Two-time Giro d'Italia maglia rosa Gilberto Simoni said ciao! to his chances of winning a third title -- possibly forever -- today as he failed to win the Monte Zoncolan stage by anything close to the margin he needed to catch and pass winner-in-waiting Danilo DiLuca. And in the process, he and DiLuca may have upended the conventional wisdom when it comes to winning grand tours.
For the first 13 stages Simoni guarded his form and limited his efforts, believing that the race would be won by the rider going the best in the final week. This is something of a time-honored strategy, particularly since the grand tours often back-loadthe parcours with the race's biggest challenges. It's also a logical-enough approach for Simoni, the most natural climber among the favorites. No doubt he pictured himself the patrone of the Dolomites, flying away from his rivals. Simoni is a proud champion. Maybe a bit too proud.
Twice now he has lost a Giro by sitting back waiting for the final glorious assault that never quite materialized. In 2005, a race that featured too little of his favorite slopes, Simoni dropped 2.30 to Paolo Savoldelli in the time trials, a margin he briefly overcame in the legendary Sestriere stage until Savoldelli crawled back into the pink jersey, for good. Not a great time trialist, Simoni doesn't deserve too much criticism for his too little, too late strategy that year, though he also missed early opportunities on climbs like the Dolomiti Stars stage won by Il Falco, ceding precious seconds on the incorrect assumption he could recoup them all in the end.

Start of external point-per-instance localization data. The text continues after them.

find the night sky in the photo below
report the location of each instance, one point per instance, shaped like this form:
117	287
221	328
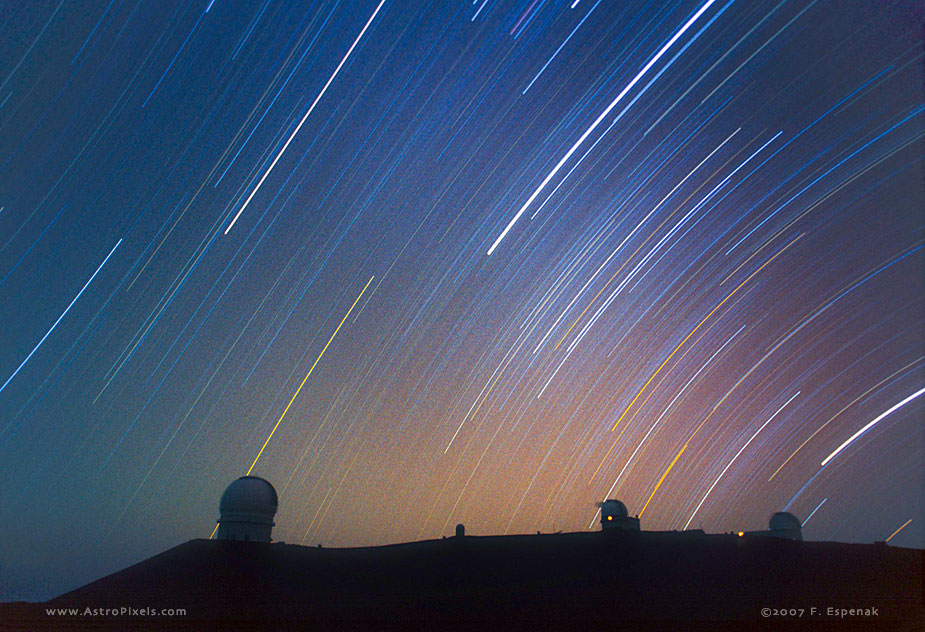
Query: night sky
485	262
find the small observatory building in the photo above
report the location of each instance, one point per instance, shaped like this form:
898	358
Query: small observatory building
614	517
782	524
247	509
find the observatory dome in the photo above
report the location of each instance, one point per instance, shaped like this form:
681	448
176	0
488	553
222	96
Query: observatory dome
614	508
247	508
783	521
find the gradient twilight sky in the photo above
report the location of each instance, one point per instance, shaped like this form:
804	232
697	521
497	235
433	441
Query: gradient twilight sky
712	283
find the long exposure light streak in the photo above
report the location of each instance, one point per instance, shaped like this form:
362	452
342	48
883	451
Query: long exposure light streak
597	122
728	465
63	314
305	117
870	425
307	375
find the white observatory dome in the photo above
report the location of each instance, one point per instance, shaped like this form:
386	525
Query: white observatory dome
784	524
247	509
614	508
782	521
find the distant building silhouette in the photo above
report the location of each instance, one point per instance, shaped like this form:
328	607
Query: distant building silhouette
783	524
247	509
615	517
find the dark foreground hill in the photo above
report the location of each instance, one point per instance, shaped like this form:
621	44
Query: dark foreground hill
575	581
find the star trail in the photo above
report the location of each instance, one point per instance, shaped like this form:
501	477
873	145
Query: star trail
423	263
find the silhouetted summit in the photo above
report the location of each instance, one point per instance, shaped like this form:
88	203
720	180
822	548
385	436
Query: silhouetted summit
607	579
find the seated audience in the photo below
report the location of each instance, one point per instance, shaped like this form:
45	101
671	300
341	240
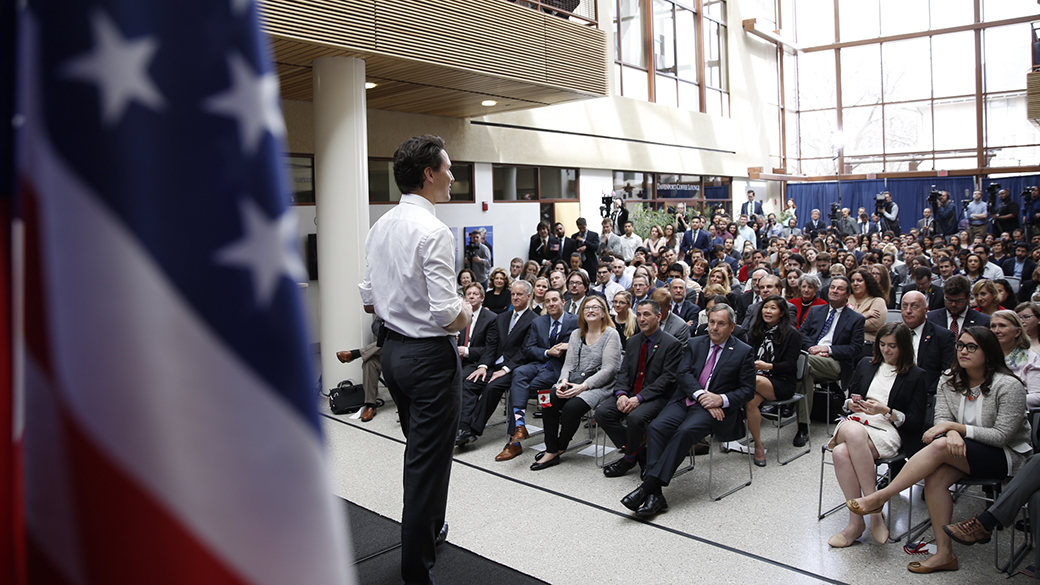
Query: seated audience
887	402
645	383
593	358
717	378
775	344
980	431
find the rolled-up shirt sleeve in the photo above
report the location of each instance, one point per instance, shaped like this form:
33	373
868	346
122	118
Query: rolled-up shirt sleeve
437	253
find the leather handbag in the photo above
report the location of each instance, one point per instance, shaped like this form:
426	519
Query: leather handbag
346	398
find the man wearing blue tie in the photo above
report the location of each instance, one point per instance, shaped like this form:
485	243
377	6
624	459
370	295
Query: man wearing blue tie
545	348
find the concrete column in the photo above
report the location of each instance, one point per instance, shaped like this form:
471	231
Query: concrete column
341	207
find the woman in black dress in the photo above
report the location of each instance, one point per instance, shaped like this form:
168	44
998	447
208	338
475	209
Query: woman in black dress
776	344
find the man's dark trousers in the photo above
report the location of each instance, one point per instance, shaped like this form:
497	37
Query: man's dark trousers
424	378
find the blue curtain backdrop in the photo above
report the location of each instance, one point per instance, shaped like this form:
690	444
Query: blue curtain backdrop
910	195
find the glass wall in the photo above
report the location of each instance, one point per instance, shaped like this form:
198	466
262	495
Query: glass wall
909	103
669	69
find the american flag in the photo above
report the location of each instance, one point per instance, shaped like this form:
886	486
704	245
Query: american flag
170	433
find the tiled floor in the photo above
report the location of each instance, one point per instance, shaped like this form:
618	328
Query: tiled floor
566	526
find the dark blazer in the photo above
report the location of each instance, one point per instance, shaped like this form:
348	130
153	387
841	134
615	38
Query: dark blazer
811	229
664	359
972	319
784	357
689	243
592	247
550	251
935	354
847	344
502	342
750	208
733	376
478	340
687	311
908	396
1009	268
538	339
934	296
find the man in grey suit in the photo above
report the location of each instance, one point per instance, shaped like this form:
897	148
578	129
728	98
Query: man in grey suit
717	378
833	335
670	322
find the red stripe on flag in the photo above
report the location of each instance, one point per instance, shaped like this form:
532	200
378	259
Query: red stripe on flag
126	535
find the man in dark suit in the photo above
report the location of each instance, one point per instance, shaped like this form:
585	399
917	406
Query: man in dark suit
956	314
646	380
588	242
567	245
472	344
1019	265
544	248
753	209
933	345
682	308
812	228
545	348
717	378
923	283
833	335
671	323
502	354
695	238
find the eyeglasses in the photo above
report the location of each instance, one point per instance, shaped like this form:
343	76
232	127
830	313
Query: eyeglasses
971	348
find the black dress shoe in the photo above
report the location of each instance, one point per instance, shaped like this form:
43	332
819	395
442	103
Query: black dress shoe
619	467
801	438
538	465
635	499
442	535
654	505
464	437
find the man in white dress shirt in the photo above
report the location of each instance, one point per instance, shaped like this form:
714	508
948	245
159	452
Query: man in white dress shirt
420	359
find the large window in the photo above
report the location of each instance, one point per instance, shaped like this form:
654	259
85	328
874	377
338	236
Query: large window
658	55
897	91
534	183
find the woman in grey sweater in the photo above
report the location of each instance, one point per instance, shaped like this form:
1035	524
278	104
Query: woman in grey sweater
593	359
980	431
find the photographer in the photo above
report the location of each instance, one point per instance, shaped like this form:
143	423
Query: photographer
478	256
889	212
1031	211
945	213
1006	217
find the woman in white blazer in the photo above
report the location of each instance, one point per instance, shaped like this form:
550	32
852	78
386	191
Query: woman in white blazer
980	431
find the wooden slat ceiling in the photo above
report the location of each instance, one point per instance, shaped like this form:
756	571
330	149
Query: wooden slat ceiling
445	62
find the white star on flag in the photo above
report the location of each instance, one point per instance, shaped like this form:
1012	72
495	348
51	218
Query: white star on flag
266	249
253	100
120	69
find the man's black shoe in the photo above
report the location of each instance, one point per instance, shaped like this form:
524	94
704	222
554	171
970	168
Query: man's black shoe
634	500
654	505
619	467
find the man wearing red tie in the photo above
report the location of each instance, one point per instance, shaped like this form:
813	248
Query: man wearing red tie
717	378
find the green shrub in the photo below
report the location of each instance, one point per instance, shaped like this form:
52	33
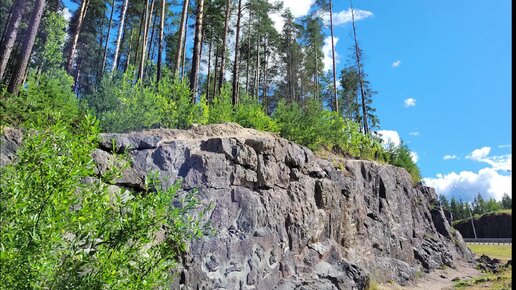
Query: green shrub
401	156
59	232
250	114
42	97
221	109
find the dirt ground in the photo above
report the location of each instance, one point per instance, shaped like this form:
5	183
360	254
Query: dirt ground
438	279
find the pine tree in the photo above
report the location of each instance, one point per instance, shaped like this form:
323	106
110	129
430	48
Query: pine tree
28	43
9	37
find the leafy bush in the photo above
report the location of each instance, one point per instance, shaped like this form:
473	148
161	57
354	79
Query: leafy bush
401	156
60	232
313	126
123	105
42	97
221	108
250	114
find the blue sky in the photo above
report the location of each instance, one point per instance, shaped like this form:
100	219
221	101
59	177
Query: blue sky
442	72
451	62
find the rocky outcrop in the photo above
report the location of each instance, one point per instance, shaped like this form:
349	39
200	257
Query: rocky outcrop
285	219
491	225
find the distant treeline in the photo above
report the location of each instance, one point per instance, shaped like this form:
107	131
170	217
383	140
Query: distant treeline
461	210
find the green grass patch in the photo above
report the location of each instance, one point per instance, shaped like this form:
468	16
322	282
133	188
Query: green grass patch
502	252
500	281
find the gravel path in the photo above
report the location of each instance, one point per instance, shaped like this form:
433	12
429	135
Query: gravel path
438	279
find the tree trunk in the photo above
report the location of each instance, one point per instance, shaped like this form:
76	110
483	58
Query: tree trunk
316	77
148	19
224	39
153	30
359	70
28	43
215	70
257	69
182	35
160	45
248	53
196	59
77	31
107	37
184	51
235	83
265	87
120	33
10	35
333	60
127	61
140	33
209	74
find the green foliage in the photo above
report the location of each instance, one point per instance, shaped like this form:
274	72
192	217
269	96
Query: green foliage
50	55
250	114
401	156
123	105
221	109
313	126
61	232
42	97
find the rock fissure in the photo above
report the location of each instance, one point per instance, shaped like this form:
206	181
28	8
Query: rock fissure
317	227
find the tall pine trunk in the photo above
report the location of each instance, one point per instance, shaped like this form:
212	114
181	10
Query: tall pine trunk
359	70
209	73
257	69
196	59
183	56
336	101
248	53
234	93
107	37
120	33
77	31
224	40
28	43
215	70
10	35
160	45
148	19
182	35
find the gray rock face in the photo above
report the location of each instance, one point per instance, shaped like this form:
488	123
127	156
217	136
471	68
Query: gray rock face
285	219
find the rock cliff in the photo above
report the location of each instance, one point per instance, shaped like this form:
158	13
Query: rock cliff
286	219
491	225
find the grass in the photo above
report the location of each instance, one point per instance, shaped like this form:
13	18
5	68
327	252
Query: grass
501	252
477	216
500	281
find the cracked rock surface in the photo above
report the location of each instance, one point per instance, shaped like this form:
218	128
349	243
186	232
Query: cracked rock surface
285	219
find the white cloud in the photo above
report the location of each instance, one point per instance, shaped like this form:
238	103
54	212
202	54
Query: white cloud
65	12
410	102
466	184
390	136
491	181
344	16
298	8
499	162
414	156
479	154
327	61
449	157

This year's defeat rests more squarely on Simoni's shoulders. Losing a minute in the opening team time trial reflects more on his team, but since that time Simoni has frittered away 0:15 to DiLuca (plus bonuses) at Montevergine, another 30 seconds at Nostra Signora Della Guardia, and the win bonus at Briancon that left him over three minutes down heading into the final week. Once again Simoni spoke of the final climbs yielding chances to win back minutes, not seconds. And once again, Simoni overestimated his chances.
DiLuca gets tremendous credit for seizing the race in the opening week, revving up his team in stage 1 and working them for the 1:00, then 2:00, then 3:00 advantage DiLuca managed to build over his rivals. His classics-style of aggressive racing nabbed him three stage wins, and when DiLuca fell behind, he had the strength and determination to limit his losses sharply.
Simoni sat back and waited for the final 10 days, launching his prolific team for the first time on stage 14 to Briancon, and himself the next day. But he and DiLuca largely traded blows across the mountains. DiLuca had grabbed the jersey and wasn't going to let go. Simoni will go down as an excellent climber who excelled in the Giro, but left some victories on the table.